Holding on to the magic
Serendipity struck just a few days after my Tri-Motor experience when I read a great bit by my Tremont photography pal Steve Zigler about holding on to the magic of travel after you return. I realized that this is one of the ways you do it. You bring the spirit of travel home with you and apply it to your daily life. You give yourself the chance to see your hometown in a new way.
I had no intention of extolling the virtues of the 1928 Ford Tri-Motor airplane on the blog. Yet some experiences just stick with you. So here, almost three months later, I’m still in love with taking the leap that day.
I thought this odd little day in my life was worth sharing.
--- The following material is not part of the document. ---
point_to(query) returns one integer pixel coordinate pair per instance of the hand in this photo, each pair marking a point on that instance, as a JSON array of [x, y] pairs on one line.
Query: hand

The larger message of keeping the travel magic alive in your daily life is important, of course. But also to be deliberate with how we spend our time. Even with a spontaneous decision, it was deliberate. Although it took a much greater infusion of coffee to figure that out!
One of the decision points that morning was also acknowledging the value of a unique shared experience with someone very important to me. Even though it’s not something I would have sought out for myself and he would have had a good time on his own, sharing it together elevated it for both of us. The same as our travels together do. It allowed us a double-dip on keeping the magic alive at home at a time when we were working almost non-stop.
And finally, I would be remiss if I didn’t encourage you have a take in this particular experience. It was so unique and thrilling. The plane is on tour in the U.S. if you’d like to catch a ride. It’s well worth it!
Adventure on, friends!
[UPDATE: I originally called this a 1929 but it turns out this is a 1928 so the post has been updated to correct my mistake. Please excuse my aviation ignorance!]